With everything else that’s going on in the world, it’s hardly a surprise that the end of the financial year slipped by more or less unnoticed. Even in normal times, it’s rarely something which sets the pulse racing (although filling in a self-assessment tax form can certainly raise the blood pressure, but that’s another matter entirely). This year, though, it was a little bit special for PPP.

You see, last year we decided to set up The Hundred Club, publishing local poets whose work we felt deserved putting together in a pamphlet. We’d have just 100 copies of each pamphlet for sale, and they wouldn’t be re-printed, making them a limited edition worth getting your mitts on. The first member of The Hundred Club was Wolverhampton poet Jane James, and – once we knew we had a model that worked – we followed her pamphlet up with one from rising star Michael Southan.

It was, and is, important to us to get unpublished and overlooked voices into print and give them a chance to share their work. And we’ve done that. It’s also very important to us that poets make money from their writing, and we’re very happy to say that when the financial year drew to a close and we did the sums, we were able to ensure that happened too.

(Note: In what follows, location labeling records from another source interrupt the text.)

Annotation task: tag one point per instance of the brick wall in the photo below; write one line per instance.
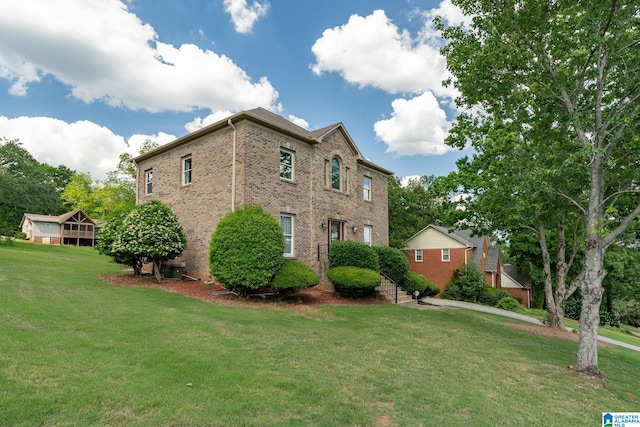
(433, 268)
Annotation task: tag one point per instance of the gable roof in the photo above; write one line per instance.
(467, 238)
(59, 219)
(271, 120)
(523, 279)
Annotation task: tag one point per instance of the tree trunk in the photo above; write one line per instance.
(592, 290)
(156, 270)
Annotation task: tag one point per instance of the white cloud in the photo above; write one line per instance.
(417, 126)
(199, 123)
(244, 16)
(105, 53)
(298, 121)
(373, 51)
(82, 146)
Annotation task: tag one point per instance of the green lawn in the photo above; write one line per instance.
(75, 350)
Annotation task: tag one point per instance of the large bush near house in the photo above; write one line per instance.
(347, 253)
(393, 263)
(417, 282)
(292, 276)
(107, 236)
(246, 249)
(151, 231)
(354, 281)
(467, 284)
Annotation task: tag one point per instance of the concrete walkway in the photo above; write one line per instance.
(437, 302)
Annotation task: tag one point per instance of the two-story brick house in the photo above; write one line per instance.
(316, 184)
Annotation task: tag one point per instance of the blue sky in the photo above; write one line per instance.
(82, 81)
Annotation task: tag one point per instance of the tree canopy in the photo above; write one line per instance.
(554, 86)
(28, 186)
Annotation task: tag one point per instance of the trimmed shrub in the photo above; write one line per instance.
(294, 275)
(508, 303)
(393, 263)
(347, 253)
(467, 284)
(246, 249)
(491, 296)
(354, 281)
(416, 282)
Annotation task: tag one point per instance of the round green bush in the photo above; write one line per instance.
(347, 253)
(393, 263)
(467, 284)
(246, 249)
(347, 279)
(509, 303)
(294, 275)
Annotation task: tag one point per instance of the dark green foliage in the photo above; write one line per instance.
(467, 284)
(417, 282)
(393, 263)
(491, 296)
(246, 249)
(509, 303)
(347, 253)
(294, 275)
(354, 281)
(28, 186)
(107, 236)
(151, 231)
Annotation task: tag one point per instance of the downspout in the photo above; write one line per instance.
(233, 168)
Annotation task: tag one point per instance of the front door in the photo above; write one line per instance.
(335, 231)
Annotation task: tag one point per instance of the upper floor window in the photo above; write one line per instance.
(286, 164)
(366, 186)
(368, 231)
(286, 222)
(186, 170)
(335, 173)
(148, 174)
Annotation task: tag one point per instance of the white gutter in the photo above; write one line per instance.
(233, 168)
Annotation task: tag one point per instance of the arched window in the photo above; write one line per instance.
(335, 173)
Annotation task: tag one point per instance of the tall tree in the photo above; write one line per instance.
(572, 67)
(28, 186)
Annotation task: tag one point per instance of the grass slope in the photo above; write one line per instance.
(76, 350)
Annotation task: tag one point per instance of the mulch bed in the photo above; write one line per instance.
(209, 292)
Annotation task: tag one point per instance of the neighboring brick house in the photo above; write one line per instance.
(316, 184)
(435, 252)
(73, 228)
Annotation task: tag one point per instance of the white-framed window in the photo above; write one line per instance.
(286, 164)
(187, 166)
(366, 188)
(368, 232)
(335, 173)
(148, 179)
(286, 222)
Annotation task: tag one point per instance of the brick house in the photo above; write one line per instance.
(435, 252)
(316, 184)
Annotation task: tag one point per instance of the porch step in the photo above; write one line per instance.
(389, 293)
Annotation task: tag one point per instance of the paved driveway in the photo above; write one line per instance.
(505, 313)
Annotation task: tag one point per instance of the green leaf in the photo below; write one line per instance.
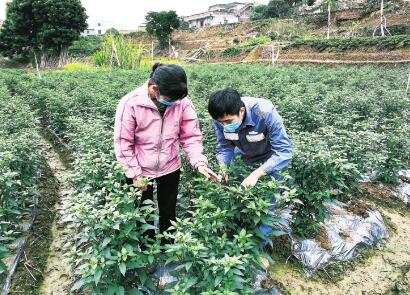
(78, 285)
(123, 268)
(120, 290)
(135, 292)
(97, 275)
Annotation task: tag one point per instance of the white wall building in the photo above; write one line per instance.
(96, 28)
(219, 14)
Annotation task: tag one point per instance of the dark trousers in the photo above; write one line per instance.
(167, 192)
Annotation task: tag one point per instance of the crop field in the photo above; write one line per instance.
(349, 128)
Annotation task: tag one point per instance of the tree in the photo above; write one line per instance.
(41, 28)
(162, 24)
(330, 4)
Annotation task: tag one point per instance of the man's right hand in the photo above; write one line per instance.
(141, 183)
(224, 173)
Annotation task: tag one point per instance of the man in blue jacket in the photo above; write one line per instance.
(250, 127)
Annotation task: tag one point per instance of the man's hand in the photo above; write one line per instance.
(141, 183)
(224, 171)
(208, 173)
(253, 178)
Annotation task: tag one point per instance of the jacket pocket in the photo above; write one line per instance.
(255, 137)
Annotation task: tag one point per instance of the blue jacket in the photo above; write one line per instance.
(261, 138)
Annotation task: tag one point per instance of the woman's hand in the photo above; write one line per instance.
(208, 173)
(141, 183)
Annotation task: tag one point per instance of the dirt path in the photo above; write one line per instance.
(42, 269)
(384, 272)
(56, 275)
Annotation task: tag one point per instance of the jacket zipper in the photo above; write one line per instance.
(160, 140)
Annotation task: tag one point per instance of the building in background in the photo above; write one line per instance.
(219, 14)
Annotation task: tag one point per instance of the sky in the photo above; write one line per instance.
(128, 14)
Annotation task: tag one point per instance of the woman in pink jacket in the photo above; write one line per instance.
(150, 123)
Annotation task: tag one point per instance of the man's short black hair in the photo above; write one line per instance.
(224, 102)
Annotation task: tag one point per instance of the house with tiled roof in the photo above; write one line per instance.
(219, 14)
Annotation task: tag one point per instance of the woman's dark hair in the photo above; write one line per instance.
(170, 79)
(224, 102)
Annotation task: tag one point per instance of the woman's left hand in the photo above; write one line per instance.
(208, 173)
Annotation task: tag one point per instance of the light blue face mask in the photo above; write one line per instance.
(166, 102)
(230, 128)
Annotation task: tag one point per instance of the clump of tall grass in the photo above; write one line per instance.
(119, 52)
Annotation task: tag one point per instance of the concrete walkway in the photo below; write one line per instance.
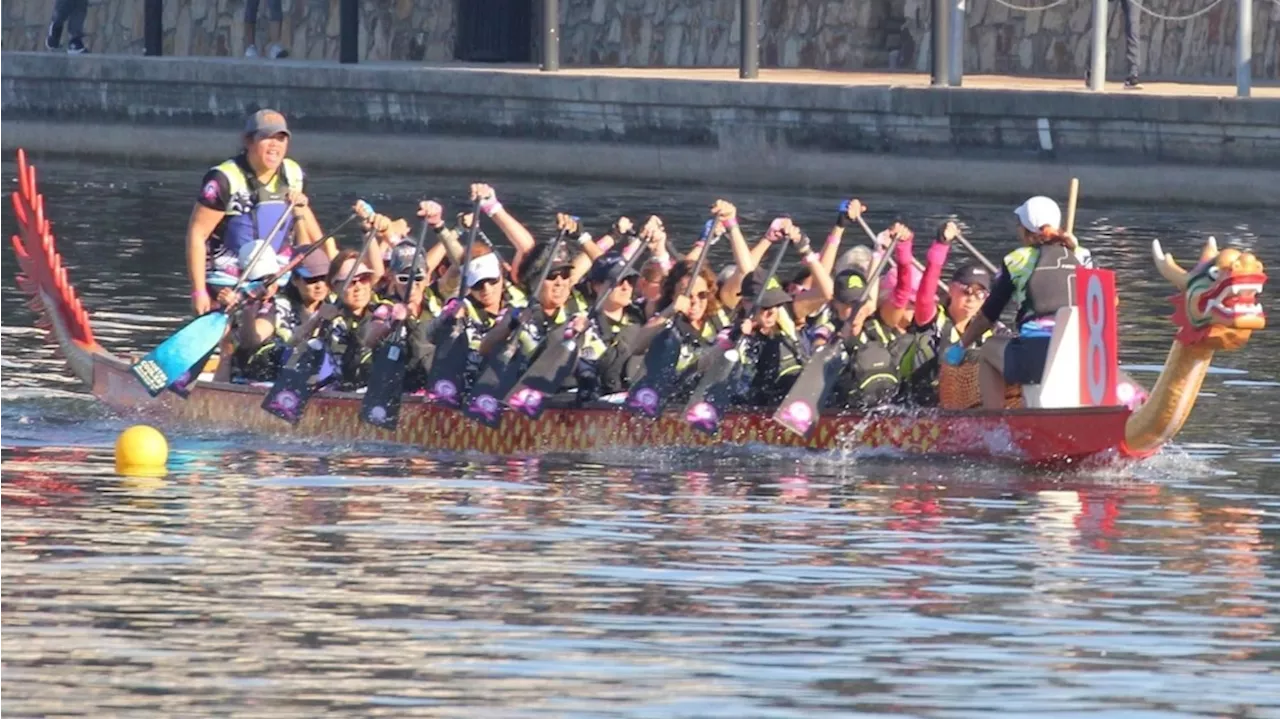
(1014, 83)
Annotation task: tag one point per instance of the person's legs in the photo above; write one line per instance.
(76, 24)
(62, 10)
(251, 28)
(991, 372)
(1130, 41)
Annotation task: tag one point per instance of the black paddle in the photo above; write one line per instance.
(292, 390)
(801, 406)
(558, 358)
(380, 404)
(502, 370)
(711, 397)
(448, 370)
(649, 394)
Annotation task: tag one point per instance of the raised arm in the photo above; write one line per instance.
(519, 236)
(926, 298)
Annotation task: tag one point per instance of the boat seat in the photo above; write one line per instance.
(1060, 384)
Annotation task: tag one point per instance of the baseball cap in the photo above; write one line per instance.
(360, 270)
(849, 285)
(973, 273)
(483, 268)
(1037, 213)
(264, 265)
(859, 257)
(608, 266)
(752, 285)
(315, 265)
(265, 123)
(402, 259)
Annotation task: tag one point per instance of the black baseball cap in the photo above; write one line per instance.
(973, 273)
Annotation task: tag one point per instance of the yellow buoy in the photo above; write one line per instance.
(141, 450)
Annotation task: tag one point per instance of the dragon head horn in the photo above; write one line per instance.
(1169, 268)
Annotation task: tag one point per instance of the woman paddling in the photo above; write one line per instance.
(937, 325)
(1037, 276)
(361, 321)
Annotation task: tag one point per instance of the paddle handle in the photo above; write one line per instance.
(1072, 196)
(977, 255)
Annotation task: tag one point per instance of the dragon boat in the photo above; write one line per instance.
(1075, 416)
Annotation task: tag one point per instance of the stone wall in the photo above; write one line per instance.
(839, 35)
(389, 30)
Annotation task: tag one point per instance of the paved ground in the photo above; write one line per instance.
(1269, 90)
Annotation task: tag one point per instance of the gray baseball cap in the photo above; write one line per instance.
(266, 123)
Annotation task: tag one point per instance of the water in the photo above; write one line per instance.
(266, 577)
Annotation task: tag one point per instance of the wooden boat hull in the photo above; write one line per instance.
(1032, 436)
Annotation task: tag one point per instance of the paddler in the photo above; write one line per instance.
(360, 323)
(241, 201)
(937, 325)
(1037, 276)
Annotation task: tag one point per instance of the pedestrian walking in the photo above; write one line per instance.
(1129, 12)
(274, 22)
(68, 13)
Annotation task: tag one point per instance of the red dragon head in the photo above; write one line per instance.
(1217, 302)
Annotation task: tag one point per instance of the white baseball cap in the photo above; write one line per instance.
(484, 268)
(266, 264)
(1037, 213)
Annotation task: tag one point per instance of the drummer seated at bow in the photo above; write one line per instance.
(243, 200)
(1037, 278)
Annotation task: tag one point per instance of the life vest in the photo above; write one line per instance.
(1043, 279)
(918, 367)
(252, 210)
(353, 358)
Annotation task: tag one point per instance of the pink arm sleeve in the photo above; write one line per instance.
(926, 302)
(903, 256)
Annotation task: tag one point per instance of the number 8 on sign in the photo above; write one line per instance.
(1098, 356)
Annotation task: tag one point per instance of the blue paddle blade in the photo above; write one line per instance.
(181, 352)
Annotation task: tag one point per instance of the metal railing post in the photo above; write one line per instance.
(551, 36)
(749, 63)
(152, 28)
(958, 27)
(941, 39)
(1244, 49)
(348, 31)
(1098, 58)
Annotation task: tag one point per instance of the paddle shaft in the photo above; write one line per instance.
(1072, 196)
(266, 243)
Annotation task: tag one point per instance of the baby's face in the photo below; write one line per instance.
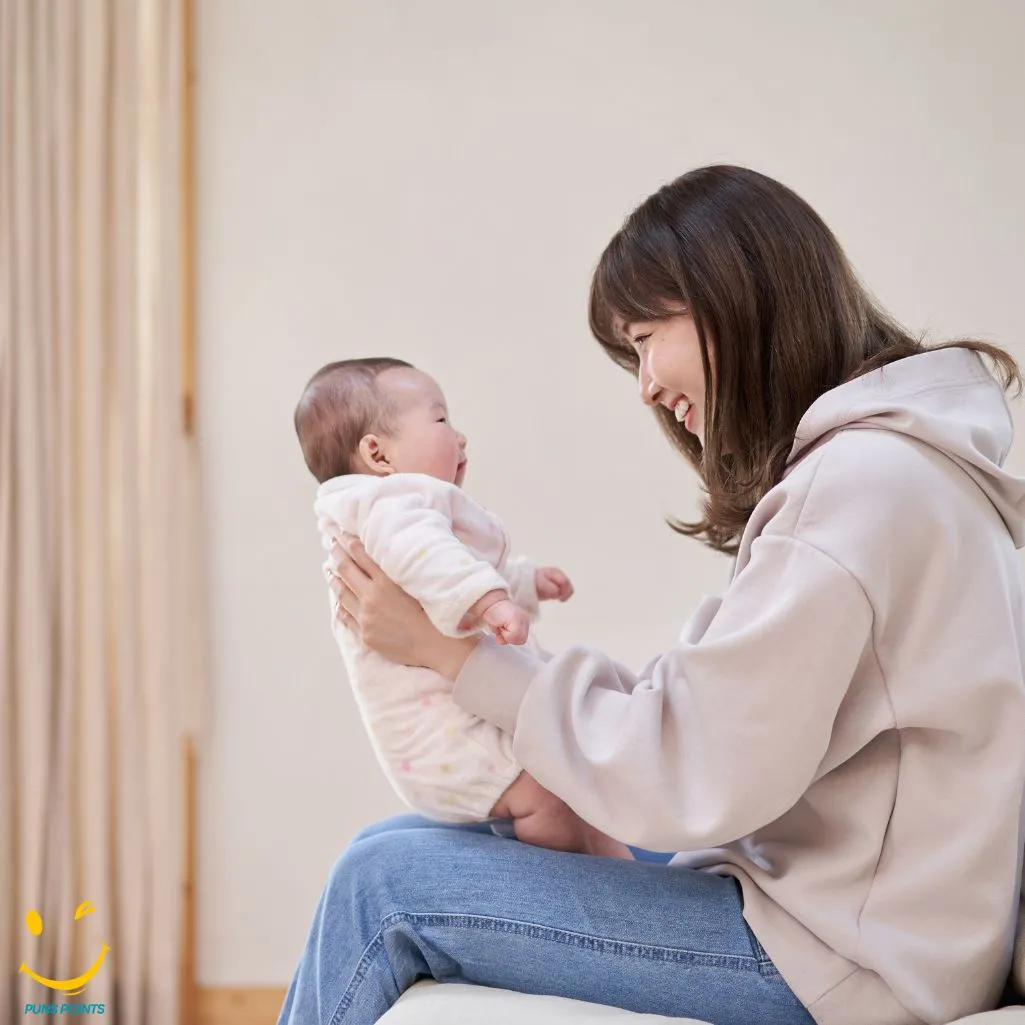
(424, 441)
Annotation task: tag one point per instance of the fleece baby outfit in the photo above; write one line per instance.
(447, 551)
(844, 731)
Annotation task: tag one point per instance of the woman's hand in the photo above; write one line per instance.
(385, 618)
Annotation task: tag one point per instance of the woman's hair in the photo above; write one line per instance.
(767, 283)
(339, 405)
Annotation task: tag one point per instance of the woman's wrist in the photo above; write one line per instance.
(450, 654)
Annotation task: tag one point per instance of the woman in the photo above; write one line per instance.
(835, 745)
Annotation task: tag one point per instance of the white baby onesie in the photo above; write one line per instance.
(447, 551)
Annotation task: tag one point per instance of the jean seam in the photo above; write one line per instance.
(680, 955)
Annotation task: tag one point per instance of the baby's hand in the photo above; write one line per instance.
(507, 621)
(552, 583)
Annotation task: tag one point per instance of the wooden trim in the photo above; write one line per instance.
(188, 215)
(234, 1006)
(188, 994)
(189, 997)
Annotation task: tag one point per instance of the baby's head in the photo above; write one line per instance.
(377, 416)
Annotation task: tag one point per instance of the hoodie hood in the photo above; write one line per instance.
(945, 398)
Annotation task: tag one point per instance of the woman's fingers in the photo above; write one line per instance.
(344, 617)
(347, 571)
(359, 556)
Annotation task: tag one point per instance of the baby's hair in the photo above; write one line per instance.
(339, 406)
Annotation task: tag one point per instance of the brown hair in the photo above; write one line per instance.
(768, 284)
(340, 405)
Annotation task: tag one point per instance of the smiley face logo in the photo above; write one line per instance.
(34, 921)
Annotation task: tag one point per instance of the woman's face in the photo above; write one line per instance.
(670, 372)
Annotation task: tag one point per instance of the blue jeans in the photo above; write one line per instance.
(413, 899)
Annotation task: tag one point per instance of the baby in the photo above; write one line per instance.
(376, 434)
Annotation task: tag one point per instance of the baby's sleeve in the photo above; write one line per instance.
(521, 573)
(410, 536)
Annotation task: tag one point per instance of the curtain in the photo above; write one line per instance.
(100, 606)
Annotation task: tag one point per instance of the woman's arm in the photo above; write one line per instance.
(386, 618)
(711, 741)
(714, 739)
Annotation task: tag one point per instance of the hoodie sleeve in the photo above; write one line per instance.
(412, 541)
(712, 740)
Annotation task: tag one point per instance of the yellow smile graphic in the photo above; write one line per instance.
(70, 986)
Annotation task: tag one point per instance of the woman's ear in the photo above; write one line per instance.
(372, 452)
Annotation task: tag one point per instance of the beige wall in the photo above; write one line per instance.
(435, 181)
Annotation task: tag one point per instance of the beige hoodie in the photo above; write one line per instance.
(845, 730)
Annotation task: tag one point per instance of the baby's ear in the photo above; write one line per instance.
(371, 451)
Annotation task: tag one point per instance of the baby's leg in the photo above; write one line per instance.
(542, 819)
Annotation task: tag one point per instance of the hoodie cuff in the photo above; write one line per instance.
(493, 682)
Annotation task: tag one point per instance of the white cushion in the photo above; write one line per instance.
(454, 1003)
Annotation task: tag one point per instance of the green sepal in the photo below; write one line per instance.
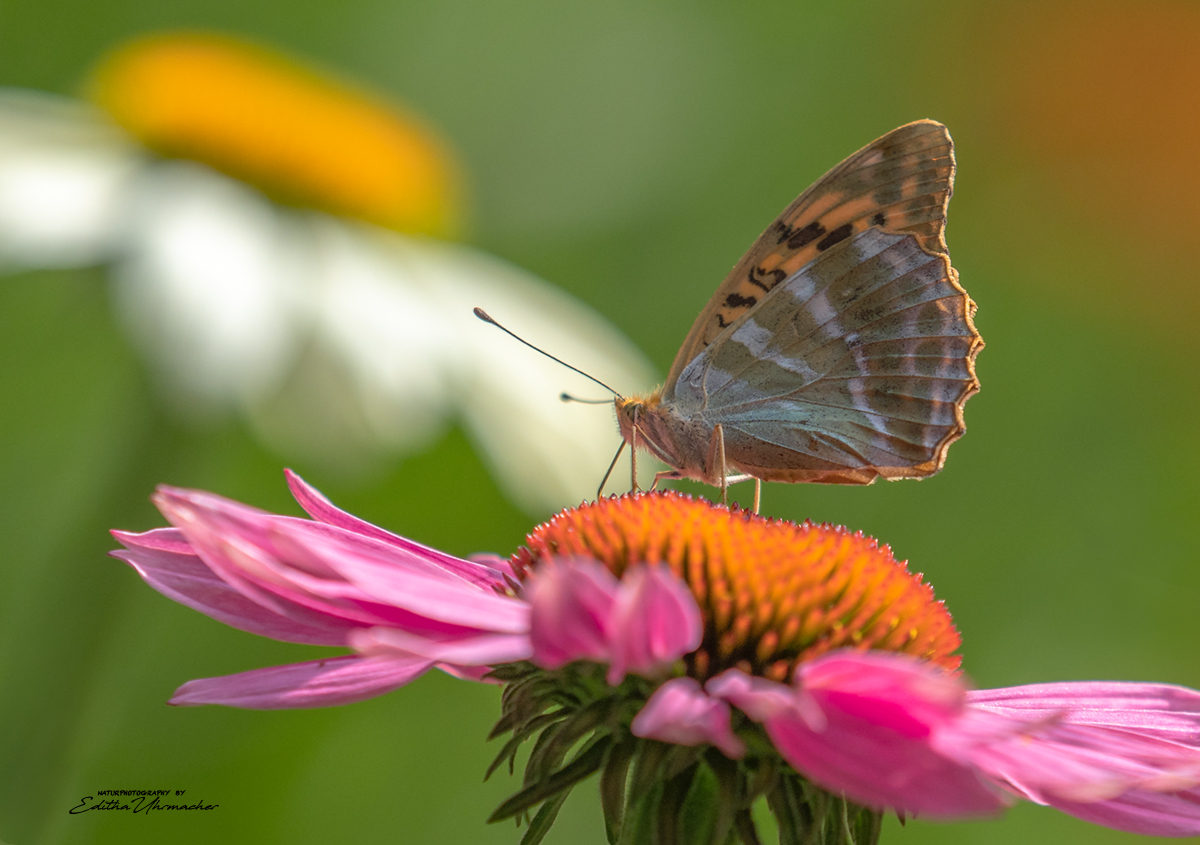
(585, 763)
(545, 819)
(612, 786)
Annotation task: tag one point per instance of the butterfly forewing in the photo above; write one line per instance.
(898, 184)
(855, 367)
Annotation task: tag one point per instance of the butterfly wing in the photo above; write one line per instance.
(900, 183)
(857, 366)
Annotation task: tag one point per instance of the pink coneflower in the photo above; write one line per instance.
(697, 658)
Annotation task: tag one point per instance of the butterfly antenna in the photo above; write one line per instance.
(568, 397)
(487, 318)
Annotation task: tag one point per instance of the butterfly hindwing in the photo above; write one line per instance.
(900, 183)
(855, 367)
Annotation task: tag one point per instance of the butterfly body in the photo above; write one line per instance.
(840, 348)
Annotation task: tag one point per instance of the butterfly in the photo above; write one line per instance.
(840, 348)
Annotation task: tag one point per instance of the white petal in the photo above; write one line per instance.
(210, 289)
(65, 179)
(545, 453)
(377, 318)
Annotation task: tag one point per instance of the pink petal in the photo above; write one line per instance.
(875, 739)
(1048, 762)
(269, 557)
(481, 649)
(1125, 755)
(1152, 814)
(570, 605)
(1163, 711)
(318, 683)
(761, 699)
(681, 713)
(468, 672)
(323, 510)
(655, 622)
(184, 577)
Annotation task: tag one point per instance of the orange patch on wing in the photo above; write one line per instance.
(262, 118)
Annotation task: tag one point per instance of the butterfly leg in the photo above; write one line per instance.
(665, 475)
(633, 460)
(717, 460)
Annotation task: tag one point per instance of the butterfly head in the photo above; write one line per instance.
(648, 418)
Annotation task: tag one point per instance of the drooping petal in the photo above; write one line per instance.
(655, 621)
(1125, 755)
(317, 683)
(570, 609)
(1151, 814)
(875, 739)
(679, 712)
(323, 510)
(333, 569)
(1164, 711)
(480, 649)
(167, 563)
(1049, 761)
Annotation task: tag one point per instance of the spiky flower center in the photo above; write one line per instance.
(773, 593)
(270, 121)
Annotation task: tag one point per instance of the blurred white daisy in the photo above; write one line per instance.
(273, 243)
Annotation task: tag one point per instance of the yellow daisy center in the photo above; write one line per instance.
(772, 593)
(264, 119)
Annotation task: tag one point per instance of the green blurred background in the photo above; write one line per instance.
(630, 153)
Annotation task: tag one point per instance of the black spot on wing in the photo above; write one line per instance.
(738, 301)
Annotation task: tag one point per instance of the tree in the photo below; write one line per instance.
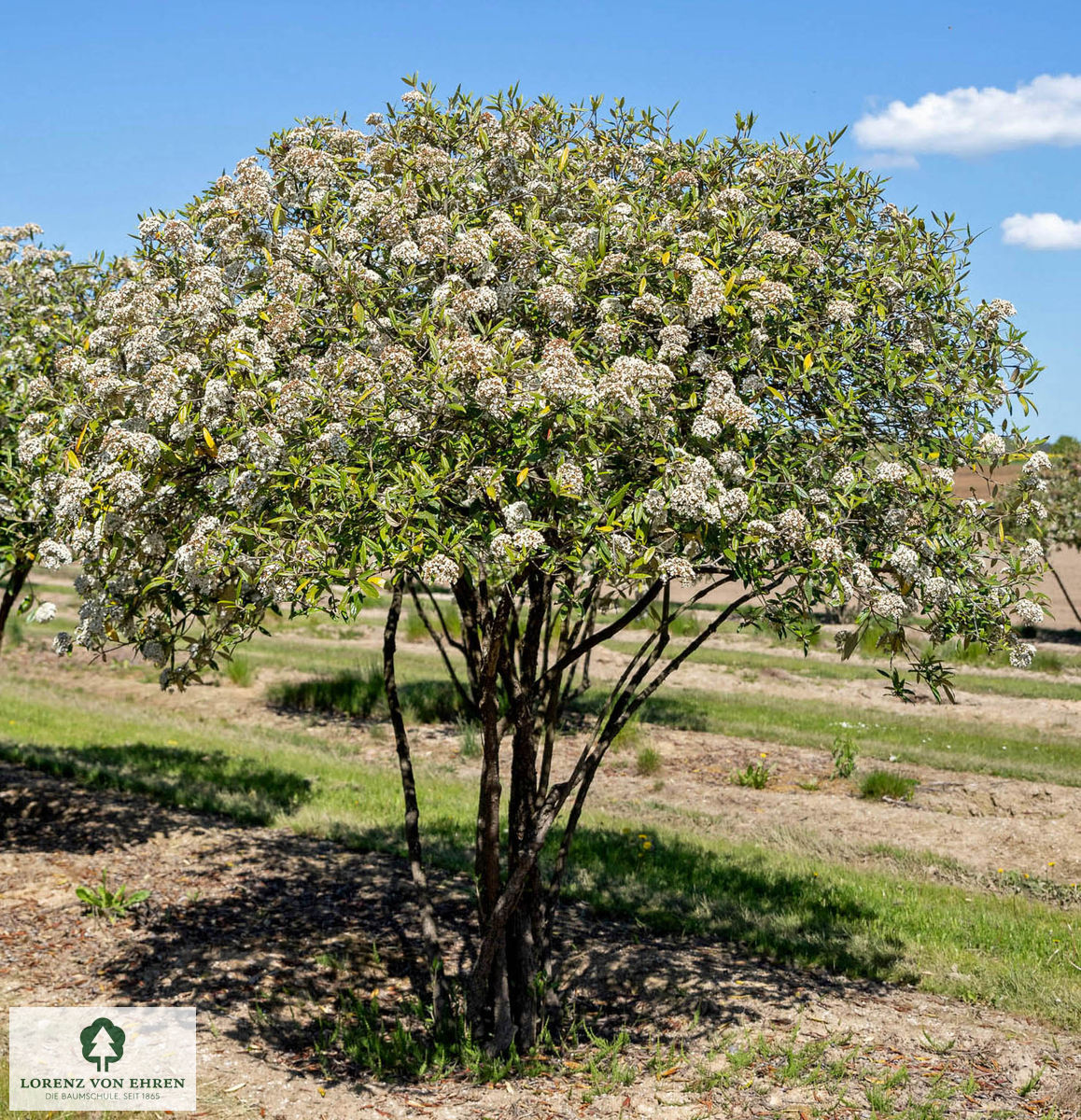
(44, 301)
(1054, 499)
(570, 371)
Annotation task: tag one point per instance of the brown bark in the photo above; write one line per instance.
(16, 581)
(441, 1001)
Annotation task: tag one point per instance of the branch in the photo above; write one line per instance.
(428, 925)
(606, 632)
(469, 703)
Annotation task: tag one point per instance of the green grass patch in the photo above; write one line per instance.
(906, 734)
(1011, 682)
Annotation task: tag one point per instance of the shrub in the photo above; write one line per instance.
(844, 754)
(538, 357)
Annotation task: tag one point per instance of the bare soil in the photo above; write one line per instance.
(239, 917)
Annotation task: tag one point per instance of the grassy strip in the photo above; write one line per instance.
(810, 912)
(1008, 750)
(835, 670)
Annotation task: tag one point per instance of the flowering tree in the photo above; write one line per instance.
(567, 369)
(44, 301)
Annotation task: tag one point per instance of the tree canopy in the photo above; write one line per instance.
(45, 301)
(555, 362)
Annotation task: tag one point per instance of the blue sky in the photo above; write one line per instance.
(116, 107)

Under normal circumstances, we’d be working on the next pamphlet in our series, but with live events currently on hold we’re hanging back on that for now. We’re also aware that both Jane and Michael sell most of their pamphlets at poetry nights, which isn’t possible right now, so we’re offering to post them out to anyone who’d like one. The pamphlets are £5.00 each, and whether you buy just one, or decide you’d like a copy of both, p+p is an extra £1.00.

If you’re interested, get in touch. We are, as always, at poetsprattlerspandemonialists@gmail.com

Take care, and stay safe, and we hope to see you all soon.

Thank You poem

Last week we posted a blog about the ‘thank you’ poem we were commissioned to write for transport workers. You can read that blog here. Transport Focus produced a video featuring Emma Purshouse reading part of the poem, and they’ve now given us permission to post the full poem on our website. You can read it below.

Thank You.

To the ordinary folk out there doing jobs
in uniform, hi-vis, and suit
in comfortable shoes or in trainers
or wearing a steel toe-capped boot
wielding a spade or a shovel
holding a clipboard or pen
bent over laptop or spreadsheet
here’s to you women and men
the crucial cogs in a network
getting people and goods to their goal
everyday heroes and heroines
with a vital and critical role
truckers delivering medicine and food
day after day after day
warehouse staff picking and packing all night
seeing everything’s sent on its way
workers on buses, on railways, on trams,
or down underground on the Tube
wherever you are within transport
this is a message to you.

Thank you.

To the mechanics and fitters
the guards and the drivers
the staff at our stations
the workers and strivers
who ensure the freight trains are running
the signals are green
who graft in the background
unknown and unseen
checking points, tamping ballast
repairing the track
so the train which takes folk off to work
brings them back
from their shift at the hospital
or their job stacking shelves
because none of us do what we do
by ourselves
we rely on each other
to help us get through
and now – more than ever –
we’re indebted to you
who get up early each morning
to drive the first tram
fuel up fleets of buses
plot routes for a thousand delivery vans
who get supplies where they’re needed
with minimum fuss
while we’re at home under lockdown
you’re out there, working, for all of us.

Thank you.

To the control staff who watch
where the traffic is going
warn of pinch points and hold ups
keep everything flowing
so the nurse on the bus
gets to work when she ought to
and the team that she’s part of
with cleaners and porters
reassures, offers comfort,
sees life end, and begin
holds our hands when we leave this world…
cradles us gently when we come in.
You’re our friends, and our neighbours
our dads and our sons
our mothers and daughters
and you are the ones
who graft in the background
unnoticed, unnamed
who deserve so much more than a poem…
Blue plaques. Headlines. Fame.
Rounds of drinks bought in pubs
when pubs open once more
applause from every last one of us
as you walk home past our doors

you’re critical workers, we know this is true.
and this is us saying thanks, as a nation, to you.